The arc is clear: Appsmith is absorbing the output of what looks like a sustained external audit (or several converging ones) and using minor releases as the patch vehicle. The diversity of vuln classes across the ArangoDB plugin, Spring Security headers, OAuth2 callback, in-memory Git, snapshot deletion permissions, and metadata denylist points to a broad-surface review rather than a single component. Feature work isn't stalled, but it's clearly running second to the security queue.
Expect at least one or two more 1.9x releases to keep landing security patches before a 2.0 line emerges. Watch for a release that bundles fewer security items than features — that's the signal the audit cycle has caught up. Likely product-side bets are continued data-source TLS coverage and more granular permission scoping (the GHSAs around snapshots and OAuth2 lookup suggest the permission model is being tightened systematically).
Auth0 ships Auth for MCP GA and starts unbundling the rest of identity for AI agents.
Auth0 just made Auth for MCP generally available — a bundle of CIMD client registration, On-Behalf-Of token exchange, and OAuth resource-parameter compatibility purpose-built for AI agents talking to MCP servers. Around it, the team is reworking core identity primitives: non-unique emails reached GA, online refresh tokens entered beta with session binding, and the Account API now supports step-up auth for sensitive scopes. Smaller polish items (CMD+K palette, Resend GA, signing algorithm coverage) round out the release stream.
Auth0 is repositioning from a B2C/B2B login provider to an authorization layer for agent ecosystems.
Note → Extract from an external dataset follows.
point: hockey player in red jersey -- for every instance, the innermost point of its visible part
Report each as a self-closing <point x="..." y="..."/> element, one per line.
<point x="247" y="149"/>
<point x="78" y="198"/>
The MCP work is the centerpiece, but the supporting moves — session-bound refresh tokens, step-up auth on the Account API, non-unique emails — all point at use cases where users, agents, and resources have more complex relationships than classic OIDC was designed for. Outbound event streams to AWS EventBridge and Okta Workflows extend the same direction outward.
Expect Auth for MCP to gain a managed catalog of pre-vetted MCP clients and deeper Actions-based policy hooks for OBO token exchange, plus online refresh tokens reaching GA within a quarter.